Nesse contexto, é indispensável a realização de perícia técnica para comprovação da existência material do delito. Em outras palavras, exige-se que um expert ateste que determinado produto arrecadado efetivamente estava impróprio ao consumo.
Independente do embate doutrinário e jurisprudencial acerca da natureza do crime em análise, se de perigo concreto ou presumido, entendemos que a necessidade do exame do corpo do delito permanece incólume. Há a necessidade de verificar que os produtos fora da validade realmente eram impróprios ao consumo.
Argumenta-se, em posição contrária, que por se tratar de norma penal em branco, complementada pelo artigo 18, parágrafo 6º, inciso I, do Código de Defesa do Consumidor, a impropriedade ao consumo é presumida, sendo dispensável a análise pericial. Ou pior, chega-se a sustentar a possibilidade de elaboração de laudo de fotografação como exame idôneo do corpo do delito.
Com efeito, a mera constatação do prazo de validade, e consequentemente se determinado produto está ou não dentro de tal lapso, não necessita de qualquer expert. Basta, para isso, um smartphone que consiga captar, com razoável resolução, fotografia do produto arrecadado.
Não é essa prova exigida por lei, alinhada ao princípio da lesividade do sistema penal.
O mencionado artigo consumerista segue outra lógica de responsabilização, de forma que utilizá-lo, sem filtros, no Direito Penal levaria à aplicação de sanção em razão de conduta que pode não apresentar qualquer risco ao bem jurídico tutelado.
Evidentemente, o fornecedor que expõe a venda produtos fora da validade pode ser objetivamente responsabilizado por sua conduta, na lógica ato/nexo causal/resultado, em outras searas do Direito. Contudo, no Direito Penal, ultima ratio, deve-se exigir algo a mais. Deve exigir, além do dolo/culpa, a aferição, ao menos em grau de risco, de que os produtos fora da validade ofendem à saúde humana.
Caso contrário, a resposta estatal seria a mesma seja para os casos em que o Direito Administrativo e Civil seriam suficientes para prevenção e repressão da conduta, seja para as hipóteses mais graves que reclamariam a utilização do Direito Penal.
Um exemplo tonará a questão mais clara.
Uma peça de mussarela possui de quatro a seis meses de validade pelo fabricante. Contudo, quando fracionada e acondicionada em bandejas de isopor, a orientação é que o produto seja consumido em até cinco dias. O fornecedor faz a manipulação do queijo no dia 1º e, como margem de segurança, imprimi na etiqueta o dia 3 como prazo de validade[1].
Considerando uma fiscalização do dia 4, os produtos estariam impróprios ao consumo?
Do ponto de vista objetivo, que poderia gerar sanções administrativas e civis, entendemos que sim. O produto está exposto à venda em data posterior ao prazo de validade estampado na etiqueta.

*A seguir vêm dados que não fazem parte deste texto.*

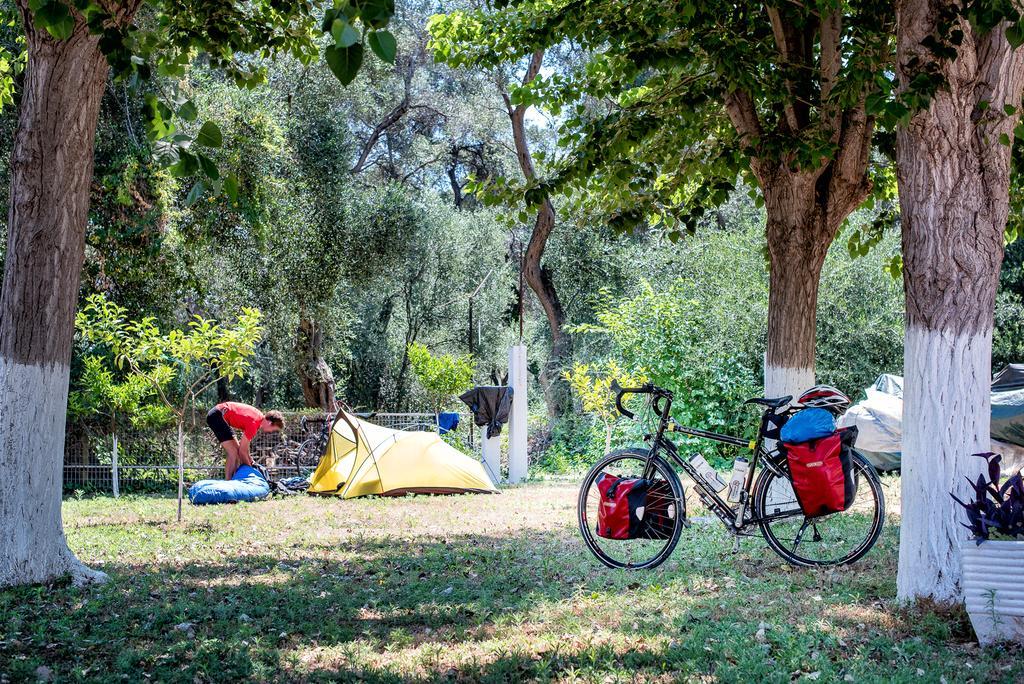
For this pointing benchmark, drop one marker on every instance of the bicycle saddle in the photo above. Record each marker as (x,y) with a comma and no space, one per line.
(771,403)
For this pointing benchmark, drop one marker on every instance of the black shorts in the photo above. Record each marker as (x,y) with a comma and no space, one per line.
(216,421)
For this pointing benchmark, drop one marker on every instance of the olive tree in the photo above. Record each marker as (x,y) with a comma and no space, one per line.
(189,360)
(72,46)
(672,102)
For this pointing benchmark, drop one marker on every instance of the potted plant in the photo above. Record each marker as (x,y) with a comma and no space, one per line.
(993,565)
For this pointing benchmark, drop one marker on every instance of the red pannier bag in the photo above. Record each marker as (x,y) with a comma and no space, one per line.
(635,508)
(822,472)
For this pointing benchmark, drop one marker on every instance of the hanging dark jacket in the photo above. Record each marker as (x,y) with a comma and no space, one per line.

Agora, nesse mesmo caso, o leitor entende que há necessidade de intervenção do Direito Penal? Se realizado o exame pericial para atestar a real impropriedade do produto ao consumo, ao que tudo indica a conclusão do expert seria pela validade do queijo.
Ou seja, ao se sustentar a desnecessidade de realização de perícia, mesmo nos produtos com prazo de validade expirado, no âmbito do processo penal, é lançar mão de um instrumento sem que se avalie a real necessidade de sua utilização.
Seria como prescrever remédio sem diagnóstico. Seria o Estado/médico desmunido dos laudos periciais/exames, presumir por força de lei que os produtos ofendem, ou poderiam ofender, o bem jurídico protegido pela norma penal. Seria, como no estranho caso mencionado no início, prescrever, de antemão, um remédio traja preta para uma dor de cabeça.
[1] As datas de referência são meramente estipuladas para fins de debate e não condizem necessariamente com a realidade.